OVERVIEW OF AEI
The American English Institute (AEI) is the English language program for the University of Oregon (UO) in Eugene, Oregon. The AEI, founded in 1978, offers an intensive English program to pre-university students, undergraduate and graduate university students. The AEI also offers specially designed short-term programs to meet the special needs of international universities and government and agency-sponsored groups.
Faculty have a wide range of expertise in theoretical and applied linguistics, teacher training, curriculum development, cross-cultural communication and English for special purposes. All faculty have MAs or PhDs in Linguistics/ESL, Education, or related fields and have much international travel and work experience.
CLIMATE & GEOGRAPHY
Eugene, Oregon is a medium-size city of less than 200,000 people. It has an airport that regularly has international connections through San Francisco (California), Seattle (Washington), and Portland (Oregon). Oregon is known for its natural beauty, and Eugene is surrounded by tree-covered mountains with rivers flowing through the center of town. The city has many parks and hiking and bicycle trails. From Eugene, it is a one hour drive to the coast and a one hour drive to good skiing and hiking in the Cascade mountains. Winter temperatures are cool with frequent rain, but snow is very rare in Eugene. Spring and fall temperatures are moderate with some rainfall, and summer is warm and dry.
Eugene is a city of active, friendly people, and there is always something new to explore. It has some characteristics of a much bigger city, such as art galleries, world-class sporting events, museums, a strong music scene, as well as shopping malls. However, it also has a small-town feeling, with street markets and tree-lined streets.
Summer in Eugene usually begins in June/July and can last through early October. Eugene's summers are usually mild with warm days and cool evenings. The rainy season starts from late fall through early spring. It generally snows only up in the mountains outside the city. The lifestyle and clothing in Oregon is very informal – an attitude that suits its multicultural student community very well. Jeans and t-shirts or informal pants or skirts are common among students and even faculty.
APPLICATION MATERIALS REQUESTED
To apply to AEI:
Students interested in applying only to AEI need to apply online. Students have the option to apply for conditional admission later, but will have to pay another application fee (non-refundable).
Once the application process is completed, the will be given to the students.

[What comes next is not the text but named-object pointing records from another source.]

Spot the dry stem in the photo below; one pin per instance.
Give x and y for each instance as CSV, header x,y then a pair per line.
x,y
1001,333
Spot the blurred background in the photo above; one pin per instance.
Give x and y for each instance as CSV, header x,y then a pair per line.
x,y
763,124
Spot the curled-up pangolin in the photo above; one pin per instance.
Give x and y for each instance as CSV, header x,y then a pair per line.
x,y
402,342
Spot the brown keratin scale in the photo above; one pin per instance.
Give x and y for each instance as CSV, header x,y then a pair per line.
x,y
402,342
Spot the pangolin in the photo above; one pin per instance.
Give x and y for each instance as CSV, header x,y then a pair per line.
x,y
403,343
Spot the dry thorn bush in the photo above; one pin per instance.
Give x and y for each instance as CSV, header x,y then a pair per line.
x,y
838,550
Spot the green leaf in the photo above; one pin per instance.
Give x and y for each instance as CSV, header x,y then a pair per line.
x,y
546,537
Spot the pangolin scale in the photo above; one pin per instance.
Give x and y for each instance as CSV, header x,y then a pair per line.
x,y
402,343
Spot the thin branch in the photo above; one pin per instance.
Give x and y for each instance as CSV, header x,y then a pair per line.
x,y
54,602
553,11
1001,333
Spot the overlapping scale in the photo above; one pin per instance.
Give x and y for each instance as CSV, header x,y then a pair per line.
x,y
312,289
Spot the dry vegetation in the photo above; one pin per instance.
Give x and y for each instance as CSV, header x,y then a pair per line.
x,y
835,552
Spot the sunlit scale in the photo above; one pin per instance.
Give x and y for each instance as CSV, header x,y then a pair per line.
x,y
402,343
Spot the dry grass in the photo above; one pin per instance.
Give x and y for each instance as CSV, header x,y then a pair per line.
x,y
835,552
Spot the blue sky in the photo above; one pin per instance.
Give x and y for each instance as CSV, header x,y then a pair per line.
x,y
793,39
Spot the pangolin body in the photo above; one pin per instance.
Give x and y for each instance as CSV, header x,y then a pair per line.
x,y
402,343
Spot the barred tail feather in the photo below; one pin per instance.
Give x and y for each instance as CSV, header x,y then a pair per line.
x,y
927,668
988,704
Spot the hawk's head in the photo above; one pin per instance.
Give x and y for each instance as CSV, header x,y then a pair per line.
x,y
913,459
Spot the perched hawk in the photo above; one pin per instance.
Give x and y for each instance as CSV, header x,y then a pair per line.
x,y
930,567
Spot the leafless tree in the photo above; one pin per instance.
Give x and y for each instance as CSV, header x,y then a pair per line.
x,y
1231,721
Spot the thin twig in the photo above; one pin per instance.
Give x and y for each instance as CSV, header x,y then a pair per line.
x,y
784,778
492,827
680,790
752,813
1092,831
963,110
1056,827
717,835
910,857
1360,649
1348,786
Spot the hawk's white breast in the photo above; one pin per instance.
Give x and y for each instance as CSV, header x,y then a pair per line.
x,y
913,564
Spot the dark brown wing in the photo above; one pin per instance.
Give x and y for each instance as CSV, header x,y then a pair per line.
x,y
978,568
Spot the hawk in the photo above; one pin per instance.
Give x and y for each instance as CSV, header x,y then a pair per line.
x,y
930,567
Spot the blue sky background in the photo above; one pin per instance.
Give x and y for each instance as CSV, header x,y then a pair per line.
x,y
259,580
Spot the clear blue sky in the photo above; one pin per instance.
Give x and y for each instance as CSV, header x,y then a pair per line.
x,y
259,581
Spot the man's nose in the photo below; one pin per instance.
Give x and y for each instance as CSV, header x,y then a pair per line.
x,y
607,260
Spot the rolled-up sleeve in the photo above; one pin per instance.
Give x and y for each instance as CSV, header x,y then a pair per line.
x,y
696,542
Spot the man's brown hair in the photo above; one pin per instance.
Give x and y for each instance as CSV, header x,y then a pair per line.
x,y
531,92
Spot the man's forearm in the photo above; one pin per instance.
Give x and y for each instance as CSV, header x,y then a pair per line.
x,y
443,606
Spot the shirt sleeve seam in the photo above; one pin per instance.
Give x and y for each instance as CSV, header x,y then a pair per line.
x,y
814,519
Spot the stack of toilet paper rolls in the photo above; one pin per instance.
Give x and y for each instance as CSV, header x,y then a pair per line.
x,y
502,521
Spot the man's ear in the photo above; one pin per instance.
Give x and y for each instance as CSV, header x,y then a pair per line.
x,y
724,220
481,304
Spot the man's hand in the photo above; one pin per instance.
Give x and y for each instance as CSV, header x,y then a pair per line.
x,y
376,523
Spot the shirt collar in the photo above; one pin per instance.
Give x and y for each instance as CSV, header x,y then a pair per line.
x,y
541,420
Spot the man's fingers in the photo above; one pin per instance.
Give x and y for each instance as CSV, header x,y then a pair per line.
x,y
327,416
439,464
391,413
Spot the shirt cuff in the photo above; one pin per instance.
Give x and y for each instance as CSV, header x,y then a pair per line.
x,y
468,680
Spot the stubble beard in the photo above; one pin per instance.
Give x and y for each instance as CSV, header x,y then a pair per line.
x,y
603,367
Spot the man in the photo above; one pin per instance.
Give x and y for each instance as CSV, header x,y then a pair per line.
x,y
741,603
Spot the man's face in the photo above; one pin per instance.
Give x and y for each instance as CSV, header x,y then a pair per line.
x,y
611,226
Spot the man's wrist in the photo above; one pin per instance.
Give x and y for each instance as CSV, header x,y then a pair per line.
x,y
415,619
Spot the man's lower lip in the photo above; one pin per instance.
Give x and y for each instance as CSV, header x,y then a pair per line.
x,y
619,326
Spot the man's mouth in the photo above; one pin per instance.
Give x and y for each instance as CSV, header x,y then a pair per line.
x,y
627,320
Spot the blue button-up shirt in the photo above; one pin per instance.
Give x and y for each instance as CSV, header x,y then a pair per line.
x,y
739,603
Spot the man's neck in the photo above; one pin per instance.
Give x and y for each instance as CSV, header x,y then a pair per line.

Academic requirements for international admission
Information on visa procedures
APPLICATION DEADLINES FOR FOREIGN STUDENTS
Fall admission: Deadline mid-July
Winter admission: Deadline mid- to late-October
Spring admission: Deadline mid-January
Summer admission: Deadline early April
The University of Oregon values the diverse experiences, contributions, and perspectives that international students bring to our campus and the learning environment. For years, the AEI has awarded 10 and 15 need-based tuition scholarships through campus and community partnerships. To learn more about UO International scholarship opportunities please visi: (http://international.uoregon.edu/isss/scholarships)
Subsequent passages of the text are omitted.